To me, this seems to be on the service side that the versions of the API doesn't match. I would be against having specific code to handle multiple clouds, as this would be super difficult to maintain. Thoughts on this @musale and @gavinbarron? How can we support such scenarios (and I'm also thinking v3 with support for other clouds...) in a sustainable way?

gavinbarron commented 1 year ago

Lots of thoughts, the first is that the id of a user is the id of a user no matter what is in that string value, and we should treat them as opaque values that we never tamper with, with the exception of calling encodeUriComponent when passing them as part of a URL.

The second major thought is how we test these scenarios. we'll need to do some digging internally to get access to a test tenant so that we can test changes and fixes specific to GCCH.

The third main thought is that it appears that the call which is failing here is actually the POST to planner, which suggests a workload level issue.

musale commented 1 year ago

Lots of thoughts, the first is that the id of a user is the id of a user no matter what is in that string value, and we should treat them as opaque values that we never tamper with, with the exception of calling encodeUriComponent when passing them as part of a URL.

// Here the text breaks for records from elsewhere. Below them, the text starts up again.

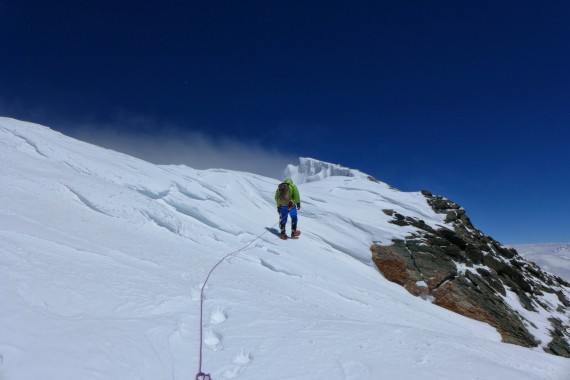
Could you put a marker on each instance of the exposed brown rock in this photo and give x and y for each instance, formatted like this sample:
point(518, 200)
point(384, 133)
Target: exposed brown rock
point(488, 270)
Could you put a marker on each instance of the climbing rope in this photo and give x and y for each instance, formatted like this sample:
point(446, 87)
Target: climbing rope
point(201, 375)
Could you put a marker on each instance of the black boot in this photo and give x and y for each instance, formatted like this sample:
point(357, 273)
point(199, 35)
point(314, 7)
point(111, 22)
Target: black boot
point(282, 228)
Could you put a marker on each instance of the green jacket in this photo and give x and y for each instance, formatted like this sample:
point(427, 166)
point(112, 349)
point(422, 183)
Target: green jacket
point(293, 191)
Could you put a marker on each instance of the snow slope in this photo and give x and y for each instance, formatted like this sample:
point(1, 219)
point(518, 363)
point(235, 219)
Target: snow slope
point(102, 257)
point(552, 257)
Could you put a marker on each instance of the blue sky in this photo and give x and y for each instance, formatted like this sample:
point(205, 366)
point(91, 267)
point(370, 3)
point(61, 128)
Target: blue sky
point(468, 99)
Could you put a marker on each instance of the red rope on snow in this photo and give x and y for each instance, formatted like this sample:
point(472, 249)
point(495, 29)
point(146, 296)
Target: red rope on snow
point(201, 375)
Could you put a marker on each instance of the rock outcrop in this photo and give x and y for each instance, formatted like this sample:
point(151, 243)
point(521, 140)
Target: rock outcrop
point(459, 268)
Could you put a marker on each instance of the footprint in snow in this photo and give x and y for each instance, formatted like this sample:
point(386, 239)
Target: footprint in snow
point(213, 340)
point(240, 363)
point(218, 316)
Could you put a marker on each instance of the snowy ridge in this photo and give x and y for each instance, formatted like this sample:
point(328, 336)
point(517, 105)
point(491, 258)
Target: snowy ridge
point(552, 257)
point(310, 170)
point(102, 256)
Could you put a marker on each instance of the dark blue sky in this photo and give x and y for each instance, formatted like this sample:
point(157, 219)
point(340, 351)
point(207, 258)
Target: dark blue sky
point(469, 99)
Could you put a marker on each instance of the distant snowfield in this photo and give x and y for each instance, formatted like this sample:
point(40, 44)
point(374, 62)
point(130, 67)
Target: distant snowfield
point(552, 257)
point(102, 257)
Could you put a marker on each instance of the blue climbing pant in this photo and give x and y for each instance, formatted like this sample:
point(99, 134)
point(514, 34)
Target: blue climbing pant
point(284, 212)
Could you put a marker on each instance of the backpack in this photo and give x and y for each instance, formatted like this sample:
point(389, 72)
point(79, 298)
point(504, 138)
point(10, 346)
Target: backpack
point(284, 194)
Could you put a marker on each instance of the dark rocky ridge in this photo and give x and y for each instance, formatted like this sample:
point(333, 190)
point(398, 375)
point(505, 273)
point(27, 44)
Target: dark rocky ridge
point(461, 269)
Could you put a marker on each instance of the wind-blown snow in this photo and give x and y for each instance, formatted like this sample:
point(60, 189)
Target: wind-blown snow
point(102, 257)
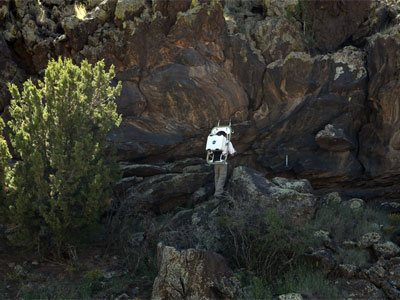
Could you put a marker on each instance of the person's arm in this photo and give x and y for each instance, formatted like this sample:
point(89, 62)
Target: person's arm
point(232, 150)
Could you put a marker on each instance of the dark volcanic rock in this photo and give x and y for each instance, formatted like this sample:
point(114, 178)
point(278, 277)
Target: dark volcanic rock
point(331, 23)
point(380, 138)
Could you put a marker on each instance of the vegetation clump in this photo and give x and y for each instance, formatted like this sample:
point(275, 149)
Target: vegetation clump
point(62, 181)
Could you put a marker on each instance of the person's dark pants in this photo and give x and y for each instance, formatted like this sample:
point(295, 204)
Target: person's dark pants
point(220, 172)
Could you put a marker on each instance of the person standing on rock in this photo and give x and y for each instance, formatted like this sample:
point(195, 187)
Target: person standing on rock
point(221, 170)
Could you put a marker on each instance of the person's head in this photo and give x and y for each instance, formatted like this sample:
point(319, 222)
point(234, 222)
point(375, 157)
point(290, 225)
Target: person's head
point(221, 133)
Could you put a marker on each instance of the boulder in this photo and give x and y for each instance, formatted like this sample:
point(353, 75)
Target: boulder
point(191, 274)
point(194, 228)
point(249, 185)
point(369, 239)
point(164, 192)
point(361, 289)
point(332, 138)
point(387, 249)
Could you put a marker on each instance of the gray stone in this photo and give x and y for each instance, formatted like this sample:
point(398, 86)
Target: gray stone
point(249, 185)
point(193, 275)
point(369, 239)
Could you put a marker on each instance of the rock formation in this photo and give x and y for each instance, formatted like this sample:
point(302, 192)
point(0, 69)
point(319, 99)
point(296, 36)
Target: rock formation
point(311, 88)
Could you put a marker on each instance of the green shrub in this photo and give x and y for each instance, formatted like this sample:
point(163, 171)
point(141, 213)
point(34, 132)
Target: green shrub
point(4, 168)
point(345, 223)
point(308, 281)
point(64, 178)
point(262, 241)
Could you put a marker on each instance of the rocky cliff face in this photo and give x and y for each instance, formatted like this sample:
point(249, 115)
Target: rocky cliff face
point(315, 81)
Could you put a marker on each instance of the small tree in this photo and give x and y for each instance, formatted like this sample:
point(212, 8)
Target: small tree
point(64, 177)
point(4, 170)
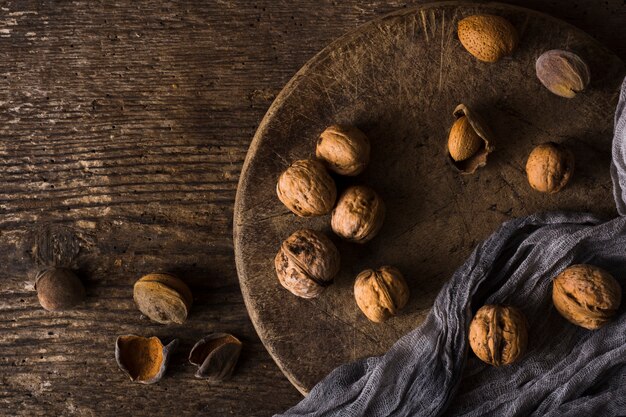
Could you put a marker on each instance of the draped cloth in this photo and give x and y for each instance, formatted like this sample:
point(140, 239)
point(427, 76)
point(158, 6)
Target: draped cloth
point(567, 370)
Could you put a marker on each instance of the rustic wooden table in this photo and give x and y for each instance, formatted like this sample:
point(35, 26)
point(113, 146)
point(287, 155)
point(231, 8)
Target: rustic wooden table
point(123, 129)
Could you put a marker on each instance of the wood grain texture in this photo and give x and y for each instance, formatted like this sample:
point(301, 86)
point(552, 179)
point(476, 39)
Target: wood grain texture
point(123, 130)
point(398, 79)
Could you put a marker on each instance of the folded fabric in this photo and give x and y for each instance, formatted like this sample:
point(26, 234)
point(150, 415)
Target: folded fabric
point(568, 371)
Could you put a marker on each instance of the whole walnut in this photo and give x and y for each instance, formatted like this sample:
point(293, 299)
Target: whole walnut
point(307, 189)
point(344, 149)
point(498, 334)
point(586, 295)
point(359, 214)
point(549, 167)
point(307, 263)
point(381, 293)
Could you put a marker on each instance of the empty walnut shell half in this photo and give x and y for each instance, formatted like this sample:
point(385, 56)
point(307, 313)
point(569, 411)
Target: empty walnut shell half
point(307, 189)
point(344, 149)
point(163, 298)
point(549, 167)
point(563, 73)
point(359, 214)
point(306, 263)
point(215, 356)
point(143, 359)
point(469, 142)
point(487, 37)
point(58, 289)
point(586, 295)
point(380, 293)
point(498, 335)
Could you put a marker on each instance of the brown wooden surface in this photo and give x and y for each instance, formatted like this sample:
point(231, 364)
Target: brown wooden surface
point(123, 130)
point(399, 79)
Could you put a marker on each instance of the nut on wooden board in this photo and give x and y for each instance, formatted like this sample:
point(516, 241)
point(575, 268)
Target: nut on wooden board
point(59, 289)
point(498, 334)
point(215, 356)
point(344, 149)
point(306, 263)
point(562, 72)
point(470, 141)
point(306, 188)
point(381, 293)
point(143, 359)
point(359, 214)
point(487, 37)
point(549, 167)
point(163, 298)
point(586, 295)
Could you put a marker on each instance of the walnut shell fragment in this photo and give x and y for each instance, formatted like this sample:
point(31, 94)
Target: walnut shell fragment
point(306, 263)
point(498, 334)
point(487, 37)
point(549, 167)
point(359, 214)
point(216, 356)
point(58, 289)
point(163, 298)
point(586, 295)
point(307, 189)
point(563, 73)
point(344, 149)
point(143, 359)
point(381, 293)
point(469, 142)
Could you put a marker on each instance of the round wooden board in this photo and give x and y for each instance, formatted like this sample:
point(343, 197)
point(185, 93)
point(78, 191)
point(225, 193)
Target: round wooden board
point(399, 78)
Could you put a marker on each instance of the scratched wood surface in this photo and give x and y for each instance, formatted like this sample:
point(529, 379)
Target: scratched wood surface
point(123, 130)
point(398, 79)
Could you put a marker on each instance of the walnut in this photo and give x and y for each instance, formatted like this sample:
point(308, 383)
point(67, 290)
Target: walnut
point(549, 167)
point(498, 334)
point(344, 149)
point(307, 189)
point(359, 214)
point(586, 295)
point(306, 263)
point(380, 293)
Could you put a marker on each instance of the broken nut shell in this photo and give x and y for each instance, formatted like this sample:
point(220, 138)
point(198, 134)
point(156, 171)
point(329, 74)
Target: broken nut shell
point(586, 295)
point(470, 141)
point(307, 189)
point(563, 73)
point(163, 298)
point(216, 356)
point(59, 289)
point(143, 359)
point(487, 37)
point(381, 293)
point(498, 334)
point(359, 214)
point(307, 263)
point(549, 167)
point(344, 149)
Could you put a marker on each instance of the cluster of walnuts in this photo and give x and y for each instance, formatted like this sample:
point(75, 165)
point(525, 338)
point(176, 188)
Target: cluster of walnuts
point(308, 261)
point(586, 295)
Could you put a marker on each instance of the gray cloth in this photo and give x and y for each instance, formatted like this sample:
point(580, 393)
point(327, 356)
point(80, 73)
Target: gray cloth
point(568, 371)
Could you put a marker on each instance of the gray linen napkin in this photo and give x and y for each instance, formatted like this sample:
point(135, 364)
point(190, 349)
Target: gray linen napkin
point(568, 371)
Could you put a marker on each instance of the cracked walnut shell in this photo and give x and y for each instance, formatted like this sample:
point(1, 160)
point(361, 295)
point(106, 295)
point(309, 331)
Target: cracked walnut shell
point(586, 295)
point(307, 263)
point(359, 214)
point(344, 149)
point(549, 167)
point(307, 189)
point(380, 293)
point(498, 334)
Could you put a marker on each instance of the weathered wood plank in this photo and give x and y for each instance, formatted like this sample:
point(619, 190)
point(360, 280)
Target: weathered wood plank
point(125, 124)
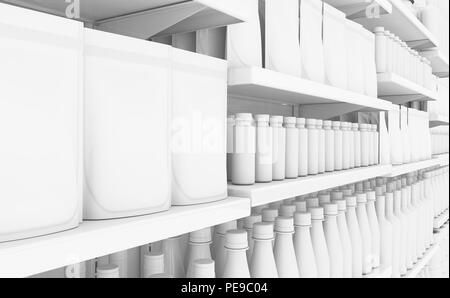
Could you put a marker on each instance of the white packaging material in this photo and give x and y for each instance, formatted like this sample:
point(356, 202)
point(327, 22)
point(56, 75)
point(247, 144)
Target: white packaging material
point(282, 44)
point(335, 51)
point(127, 173)
point(311, 45)
point(244, 39)
point(41, 123)
point(199, 95)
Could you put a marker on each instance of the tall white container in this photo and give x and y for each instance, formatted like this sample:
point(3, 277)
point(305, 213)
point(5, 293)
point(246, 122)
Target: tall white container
point(119, 160)
point(41, 119)
point(199, 95)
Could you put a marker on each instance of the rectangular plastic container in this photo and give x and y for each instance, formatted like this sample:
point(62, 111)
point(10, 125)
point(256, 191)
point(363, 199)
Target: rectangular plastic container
point(127, 120)
point(40, 123)
point(199, 99)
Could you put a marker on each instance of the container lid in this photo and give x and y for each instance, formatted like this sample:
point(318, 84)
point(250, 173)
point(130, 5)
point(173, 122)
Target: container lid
point(288, 210)
point(223, 228)
point(236, 239)
point(284, 224)
point(302, 219)
point(269, 214)
point(251, 220)
point(201, 236)
point(263, 231)
point(316, 213)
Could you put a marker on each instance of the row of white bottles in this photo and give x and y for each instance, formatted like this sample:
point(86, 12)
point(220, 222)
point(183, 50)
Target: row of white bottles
point(395, 56)
point(272, 148)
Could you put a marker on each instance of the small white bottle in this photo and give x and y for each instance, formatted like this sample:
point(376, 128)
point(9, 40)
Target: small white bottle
point(304, 250)
point(292, 147)
point(279, 148)
point(262, 264)
point(322, 149)
point(264, 147)
point(236, 265)
point(284, 251)
point(338, 146)
point(243, 165)
point(355, 237)
point(319, 243)
point(333, 239)
point(329, 146)
point(313, 147)
point(303, 147)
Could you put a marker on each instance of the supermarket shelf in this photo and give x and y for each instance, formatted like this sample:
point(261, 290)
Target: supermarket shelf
point(265, 193)
point(404, 24)
point(361, 8)
point(439, 62)
point(399, 90)
point(98, 238)
point(271, 86)
point(412, 167)
point(145, 18)
point(423, 262)
point(438, 120)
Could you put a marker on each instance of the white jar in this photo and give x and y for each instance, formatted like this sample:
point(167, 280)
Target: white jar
point(338, 146)
point(303, 147)
point(313, 147)
point(321, 146)
point(279, 148)
point(264, 147)
point(291, 147)
point(244, 156)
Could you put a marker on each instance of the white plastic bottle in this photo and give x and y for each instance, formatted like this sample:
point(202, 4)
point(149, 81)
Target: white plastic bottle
point(262, 264)
point(313, 147)
point(322, 150)
point(279, 148)
point(292, 147)
point(236, 265)
point(304, 250)
point(303, 147)
point(243, 165)
point(355, 237)
point(329, 146)
point(366, 234)
point(264, 147)
point(338, 146)
point(319, 243)
point(334, 244)
point(284, 251)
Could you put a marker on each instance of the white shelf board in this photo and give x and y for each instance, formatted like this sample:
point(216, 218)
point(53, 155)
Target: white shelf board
point(98, 238)
point(145, 18)
point(399, 90)
point(267, 85)
point(439, 62)
point(398, 170)
point(414, 272)
point(361, 8)
point(404, 24)
point(265, 193)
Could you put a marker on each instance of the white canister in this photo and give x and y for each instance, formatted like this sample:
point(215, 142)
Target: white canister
point(244, 155)
point(264, 147)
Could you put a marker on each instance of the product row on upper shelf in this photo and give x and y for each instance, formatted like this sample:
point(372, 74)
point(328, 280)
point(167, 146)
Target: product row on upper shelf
point(348, 231)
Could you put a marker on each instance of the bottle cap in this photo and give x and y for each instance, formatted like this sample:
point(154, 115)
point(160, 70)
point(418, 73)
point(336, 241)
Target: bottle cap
point(263, 231)
point(288, 210)
point(251, 220)
point(269, 214)
point(284, 224)
point(223, 228)
point(236, 239)
point(302, 219)
point(200, 236)
point(316, 213)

The second major thought is how we test these scenarios. we'll need to do some digging internally to get access to a test tenant so that we can test changes and fixes specific to GCCH.

The third main thought is that it appears that the call which is failing here is actually the POST to planner, which suggests a workload level issue.

I agree with Gavin on this. Especially tampering with the IDs that should be a last resort. It'll bring more ideas to cater for special cases like this when we experiment with a tenant presenting us these challenges.